I have always found it odd that the church’s weekly or monthly reenactment of this scene rarely if ever puts the meal in its proper gospel context. The meal is always described to the participants as the very sign of Jesus’s gift of grace, unmerited and unearned, and surely it is that. But Mark makes that reality so vivid as he begins the meal with the announcement of inevitable betrayal, and ends it with the proclamation that we all will lose faith. I cannot speak for you, but such a context would put me off the bread and cup rather than make me anxious to receive them. Is it not important to add these dire warnings to the meal so that we do not become sanguine in our reception of it? Is it any wonder that in harsher days slaveholders were denied communion as long as they held people in bondage, at least in the early days of Methodism? And though I staunchly disagree with the action of certain priests, is it any wonder now that they would withhold the eucharist from certain politicians who uphold the right of a woman to make her own choices about her unborn child? Communion once was, and remains for some, a very serious matter, the inability to partake imperiling one’s immortal soul.
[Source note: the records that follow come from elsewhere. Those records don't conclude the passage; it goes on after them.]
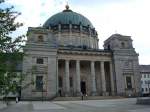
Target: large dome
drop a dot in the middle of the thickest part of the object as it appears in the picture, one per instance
(66, 17)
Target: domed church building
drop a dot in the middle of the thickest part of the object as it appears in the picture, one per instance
(62, 58)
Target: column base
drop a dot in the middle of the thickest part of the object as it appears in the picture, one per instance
(66, 94)
(105, 94)
(78, 94)
(94, 93)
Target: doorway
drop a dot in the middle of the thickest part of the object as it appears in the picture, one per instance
(83, 87)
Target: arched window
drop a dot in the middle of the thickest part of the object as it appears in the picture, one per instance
(40, 38)
(122, 44)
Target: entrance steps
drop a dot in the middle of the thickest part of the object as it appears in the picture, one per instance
(86, 98)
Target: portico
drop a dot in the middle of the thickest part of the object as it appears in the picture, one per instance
(85, 72)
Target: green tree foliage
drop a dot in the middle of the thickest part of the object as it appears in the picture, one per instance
(10, 49)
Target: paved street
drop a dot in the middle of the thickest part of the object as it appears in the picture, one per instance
(118, 105)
I am not suggesting that we return to such hazardous times in our ritual practice, but I am saying that we should take the act of communion far more seriously than we do. Perhaps this Maundy Thursday when we partake of the elements, however we do that act, that we remember the words of Jesus before and after the familiar words of institution: you all will fail me; you all will lose faith. It is unfortunately what it means to be a follower of this demanding one; it means to fail. It means to be afraid to follow; it means to deny him in more ways than we can count. It means to claim unbending devotion, and then to fail miserably in that devotion. But still, in just three day’s time, the empty tomb will announce that disciples, even and especially Peter, the chief denier, will witness the power of God in a way unprecedented, and failure and loss of faith will not finally preclude the love of this God for all. Easter is coming! Thanks be to God!